The recently released OurDallas app is intended to serve as the new front door to all of the city’s apps, and specifically as an upgrade to the former Dallas 311 app, which was plagued by issues with the map function and only covered 18 of the most common service request issues. Now you can request assistance with anything from stray dogs to graffiti to your neighbor’s high weeds. How it works: If you register and create an account, the city will email you updates about your service requests and send you reminders about such things as bulk pickup dates. They are also working with the technology provider to utilize AI, so that hopefully one day you’ll be able to take a photo of a pothole and the city will be able to find it and fill it.

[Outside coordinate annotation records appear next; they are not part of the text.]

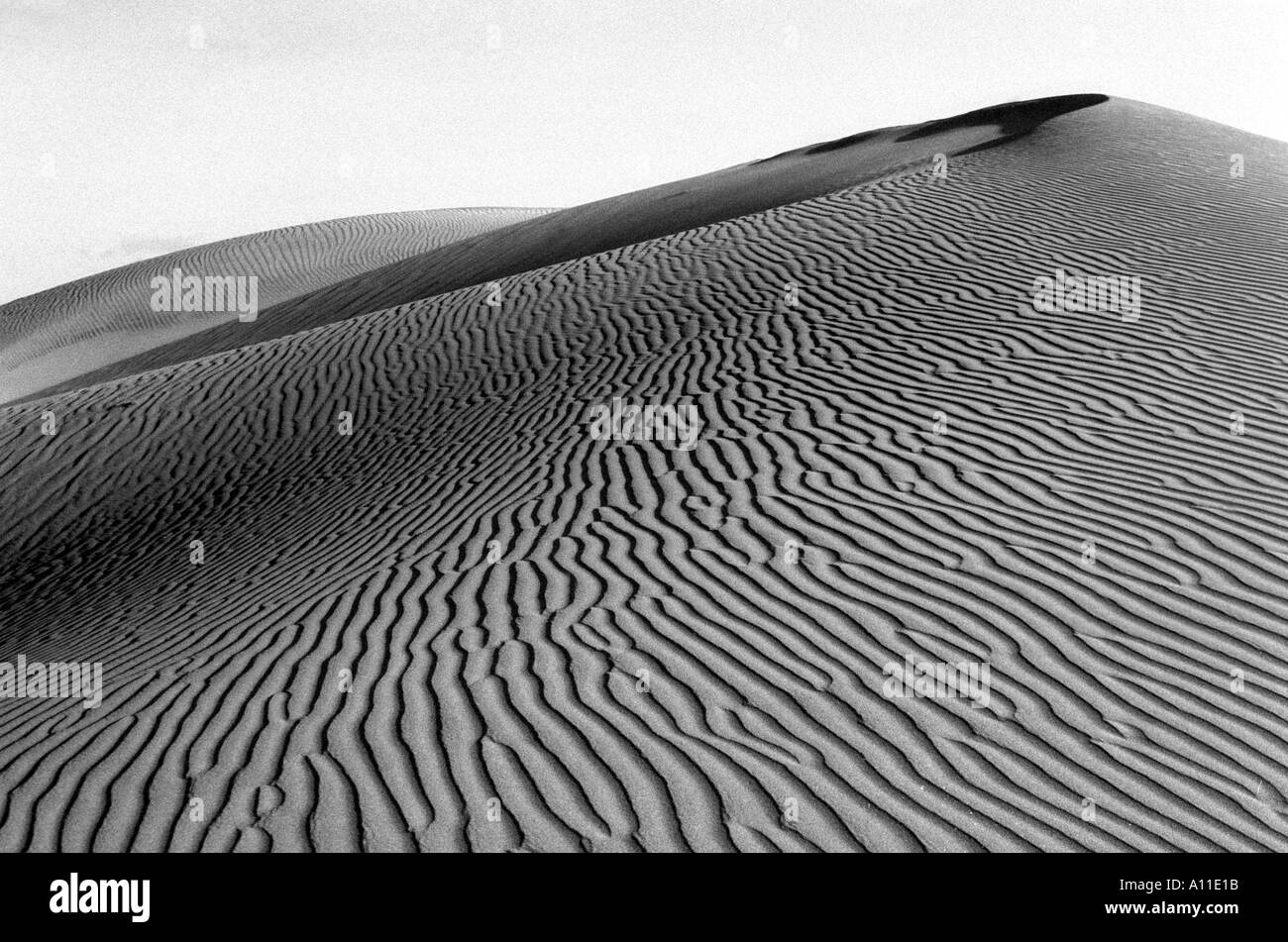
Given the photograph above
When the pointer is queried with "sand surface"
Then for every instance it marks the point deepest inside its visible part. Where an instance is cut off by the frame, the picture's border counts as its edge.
(473, 626)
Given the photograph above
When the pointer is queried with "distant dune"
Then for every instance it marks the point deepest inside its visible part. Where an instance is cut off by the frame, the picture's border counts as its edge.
(433, 610)
(71, 334)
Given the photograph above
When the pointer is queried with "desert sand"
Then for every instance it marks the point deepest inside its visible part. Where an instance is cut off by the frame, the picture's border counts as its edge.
(471, 624)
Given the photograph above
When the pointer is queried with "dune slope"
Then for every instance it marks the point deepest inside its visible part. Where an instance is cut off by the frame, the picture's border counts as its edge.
(69, 335)
(471, 624)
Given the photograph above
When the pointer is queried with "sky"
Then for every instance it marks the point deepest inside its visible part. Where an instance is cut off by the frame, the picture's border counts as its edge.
(133, 128)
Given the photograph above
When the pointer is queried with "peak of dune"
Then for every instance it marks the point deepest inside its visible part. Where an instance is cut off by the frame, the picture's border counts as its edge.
(365, 576)
(90, 341)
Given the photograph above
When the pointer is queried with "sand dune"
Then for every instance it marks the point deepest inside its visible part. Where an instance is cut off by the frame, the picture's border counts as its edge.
(471, 624)
(62, 336)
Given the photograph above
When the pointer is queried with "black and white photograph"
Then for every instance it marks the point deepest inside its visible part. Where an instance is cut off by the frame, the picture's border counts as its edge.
(673, 426)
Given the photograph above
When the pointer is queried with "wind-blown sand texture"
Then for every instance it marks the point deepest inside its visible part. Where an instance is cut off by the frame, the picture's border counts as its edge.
(493, 577)
(82, 331)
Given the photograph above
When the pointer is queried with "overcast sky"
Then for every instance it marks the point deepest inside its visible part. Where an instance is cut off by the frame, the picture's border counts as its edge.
(129, 129)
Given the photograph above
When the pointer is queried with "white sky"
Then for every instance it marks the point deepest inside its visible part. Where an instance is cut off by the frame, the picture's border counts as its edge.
(120, 141)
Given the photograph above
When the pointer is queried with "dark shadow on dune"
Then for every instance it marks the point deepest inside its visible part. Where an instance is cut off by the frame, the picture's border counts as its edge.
(1014, 117)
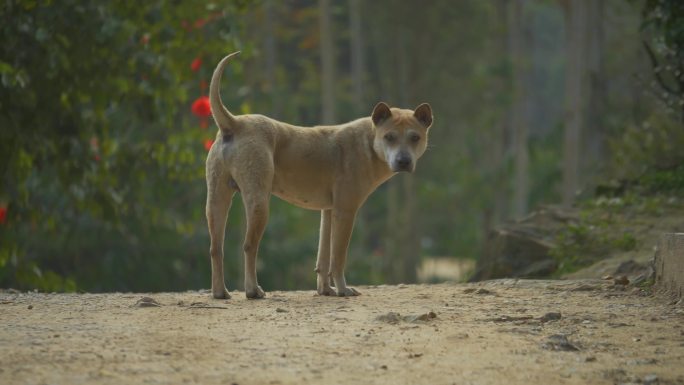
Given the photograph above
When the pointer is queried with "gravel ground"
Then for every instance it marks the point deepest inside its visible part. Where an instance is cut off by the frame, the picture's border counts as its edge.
(495, 332)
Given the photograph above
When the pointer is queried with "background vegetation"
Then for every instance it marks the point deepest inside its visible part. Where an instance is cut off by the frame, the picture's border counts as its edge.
(535, 101)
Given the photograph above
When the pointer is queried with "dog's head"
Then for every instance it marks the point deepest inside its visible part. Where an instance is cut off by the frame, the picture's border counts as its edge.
(401, 135)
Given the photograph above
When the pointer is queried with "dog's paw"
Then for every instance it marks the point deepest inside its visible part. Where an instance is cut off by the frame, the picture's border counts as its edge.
(348, 292)
(221, 294)
(256, 293)
(327, 291)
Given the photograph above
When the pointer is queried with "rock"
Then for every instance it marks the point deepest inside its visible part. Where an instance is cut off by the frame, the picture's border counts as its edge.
(541, 268)
(394, 318)
(420, 317)
(147, 302)
(629, 267)
(471, 290)
(522, 248)
(669, 266)
(551, 316)
(559, 342)
(390, 317)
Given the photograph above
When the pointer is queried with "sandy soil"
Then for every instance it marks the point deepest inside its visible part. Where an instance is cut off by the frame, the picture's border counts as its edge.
(485, 333)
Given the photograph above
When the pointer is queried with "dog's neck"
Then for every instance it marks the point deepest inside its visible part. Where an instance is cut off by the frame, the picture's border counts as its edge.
(381, 169)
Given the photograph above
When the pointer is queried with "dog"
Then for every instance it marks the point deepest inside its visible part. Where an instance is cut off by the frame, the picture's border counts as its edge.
(328, 168)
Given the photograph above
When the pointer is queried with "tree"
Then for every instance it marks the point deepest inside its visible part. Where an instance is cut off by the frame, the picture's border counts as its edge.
(96, 125)
(576, 17)
(518, 117)
(327, 64)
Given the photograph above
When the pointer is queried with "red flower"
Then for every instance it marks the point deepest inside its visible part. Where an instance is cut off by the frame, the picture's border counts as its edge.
(208, 143)
(201, 107)
(196, 64)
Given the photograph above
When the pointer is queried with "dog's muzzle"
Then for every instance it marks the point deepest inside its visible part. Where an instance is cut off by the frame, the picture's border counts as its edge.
(403, 163)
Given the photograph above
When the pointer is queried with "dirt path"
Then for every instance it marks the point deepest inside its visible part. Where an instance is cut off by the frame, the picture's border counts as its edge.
(487, 333)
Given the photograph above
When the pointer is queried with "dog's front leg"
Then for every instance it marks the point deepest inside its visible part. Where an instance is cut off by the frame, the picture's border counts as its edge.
(323, 258)
(342, 225)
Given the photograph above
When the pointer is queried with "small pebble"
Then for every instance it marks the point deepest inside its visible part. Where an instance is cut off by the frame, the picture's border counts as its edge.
(621, 280)
(650, 379)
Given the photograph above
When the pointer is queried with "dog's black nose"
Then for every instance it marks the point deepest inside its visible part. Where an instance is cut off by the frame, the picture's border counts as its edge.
(403, 163)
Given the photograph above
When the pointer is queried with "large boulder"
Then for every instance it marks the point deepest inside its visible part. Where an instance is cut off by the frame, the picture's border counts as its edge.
(522, 248)
(669, 265)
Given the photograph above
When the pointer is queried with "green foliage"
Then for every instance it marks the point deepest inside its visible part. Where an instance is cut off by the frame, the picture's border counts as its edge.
(664, 181)
(594, 237)
(663, 22)
(102, 163)
(100, 156)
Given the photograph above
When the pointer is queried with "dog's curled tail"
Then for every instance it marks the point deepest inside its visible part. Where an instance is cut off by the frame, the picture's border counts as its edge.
(224, 119)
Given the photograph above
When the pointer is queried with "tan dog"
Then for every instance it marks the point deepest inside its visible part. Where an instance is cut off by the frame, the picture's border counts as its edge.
(328, 168)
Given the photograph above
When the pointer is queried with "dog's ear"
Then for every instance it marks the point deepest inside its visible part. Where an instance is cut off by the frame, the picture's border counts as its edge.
(381, 112)
(423, 114)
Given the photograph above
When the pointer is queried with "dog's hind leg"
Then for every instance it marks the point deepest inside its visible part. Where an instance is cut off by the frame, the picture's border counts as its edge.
(256, 208)
(323, 258)
(219, 198)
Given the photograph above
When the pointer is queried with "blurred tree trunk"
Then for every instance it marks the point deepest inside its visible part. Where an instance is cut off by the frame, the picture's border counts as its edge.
(408, 236)
(327, 64)
(576, 25)
(499, 145)
(360, 108)
(357, 59)
(271, 58)
(518, 117)
(594, 134)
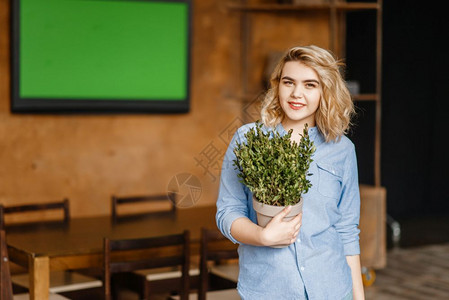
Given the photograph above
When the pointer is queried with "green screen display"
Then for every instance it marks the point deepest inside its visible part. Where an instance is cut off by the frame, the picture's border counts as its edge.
(83, 52)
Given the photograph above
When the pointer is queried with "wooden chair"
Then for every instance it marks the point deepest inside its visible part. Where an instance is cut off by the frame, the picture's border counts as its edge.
(159, 199)
(6, 290)
(24, 208)
(169, 251)
(218, 267)
(60, 281)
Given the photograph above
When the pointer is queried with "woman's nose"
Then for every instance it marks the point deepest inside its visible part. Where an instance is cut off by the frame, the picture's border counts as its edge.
(298, 92)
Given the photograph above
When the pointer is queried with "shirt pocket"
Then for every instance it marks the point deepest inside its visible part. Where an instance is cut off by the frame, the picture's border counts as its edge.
(330, 180)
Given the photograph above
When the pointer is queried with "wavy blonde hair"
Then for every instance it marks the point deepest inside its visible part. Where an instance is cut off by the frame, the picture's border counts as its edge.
(336, 108)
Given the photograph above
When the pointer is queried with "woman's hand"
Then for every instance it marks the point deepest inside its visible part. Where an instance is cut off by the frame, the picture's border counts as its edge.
(279, 232)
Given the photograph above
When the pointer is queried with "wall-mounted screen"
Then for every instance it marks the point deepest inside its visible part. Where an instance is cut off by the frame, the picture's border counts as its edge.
(99, 56)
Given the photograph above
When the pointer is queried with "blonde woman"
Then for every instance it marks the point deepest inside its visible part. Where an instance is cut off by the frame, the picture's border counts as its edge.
(322, 259)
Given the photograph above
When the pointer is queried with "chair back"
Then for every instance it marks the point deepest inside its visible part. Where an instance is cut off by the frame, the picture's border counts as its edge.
(129, 255)
(14, 209)
(215, 247)
(163, 199)
(5, 275)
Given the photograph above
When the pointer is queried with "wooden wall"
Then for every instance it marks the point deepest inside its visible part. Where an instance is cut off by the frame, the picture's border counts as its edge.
(89, 157)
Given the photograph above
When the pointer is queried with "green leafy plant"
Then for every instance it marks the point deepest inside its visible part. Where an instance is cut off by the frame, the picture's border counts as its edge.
(273, 167)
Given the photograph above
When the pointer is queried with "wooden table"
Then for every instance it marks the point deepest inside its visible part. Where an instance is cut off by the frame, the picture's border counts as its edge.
(52, 246)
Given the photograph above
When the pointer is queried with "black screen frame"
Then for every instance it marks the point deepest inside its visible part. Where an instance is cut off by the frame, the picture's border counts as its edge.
(104, 106)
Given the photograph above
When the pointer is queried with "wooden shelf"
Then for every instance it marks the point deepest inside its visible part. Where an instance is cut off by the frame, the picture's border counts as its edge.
(365, 97)
(303, 7)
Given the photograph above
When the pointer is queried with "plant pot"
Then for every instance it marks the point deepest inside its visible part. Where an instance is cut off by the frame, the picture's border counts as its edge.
(266, 212)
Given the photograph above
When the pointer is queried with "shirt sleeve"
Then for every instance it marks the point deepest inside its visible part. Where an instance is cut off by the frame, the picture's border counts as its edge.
(349, 206)
(232, 200)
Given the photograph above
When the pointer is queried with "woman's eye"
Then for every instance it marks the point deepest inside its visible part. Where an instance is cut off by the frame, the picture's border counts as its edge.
(311, 85)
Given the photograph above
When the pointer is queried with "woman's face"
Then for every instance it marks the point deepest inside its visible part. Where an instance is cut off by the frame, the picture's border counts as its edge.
(299, 95)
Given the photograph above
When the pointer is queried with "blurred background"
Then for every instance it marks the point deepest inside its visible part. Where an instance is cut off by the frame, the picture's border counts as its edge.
(87, 157)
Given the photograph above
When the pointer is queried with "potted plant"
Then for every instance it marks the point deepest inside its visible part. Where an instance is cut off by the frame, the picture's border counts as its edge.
(275, 169)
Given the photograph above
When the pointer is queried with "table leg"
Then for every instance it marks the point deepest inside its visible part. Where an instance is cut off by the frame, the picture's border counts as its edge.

Long gone are the days of teenagers roaming the neighborhood with a lawn mower or a squeegee to earn extra gas money. Dallas dads Scott Bennett and Ronen Akiva figured there was a more efficient way to give their kids, and other equally busy high school students, an opportunity to earn cash doing odd jobs in their free time. How it works: Services include tutoring, dog walking, plant watering, and garage cleaning. It’s not a babysitting service—sponsors are required to be on location—but talented teens can help your kids with sports, music, and art. They can even set up your wifi or help you figure out how to get apps on your smartphone. Skratch is currently available in more than 70 ZIP codes in the Dallas area. Service fees range from $12.50 to $15 per hour.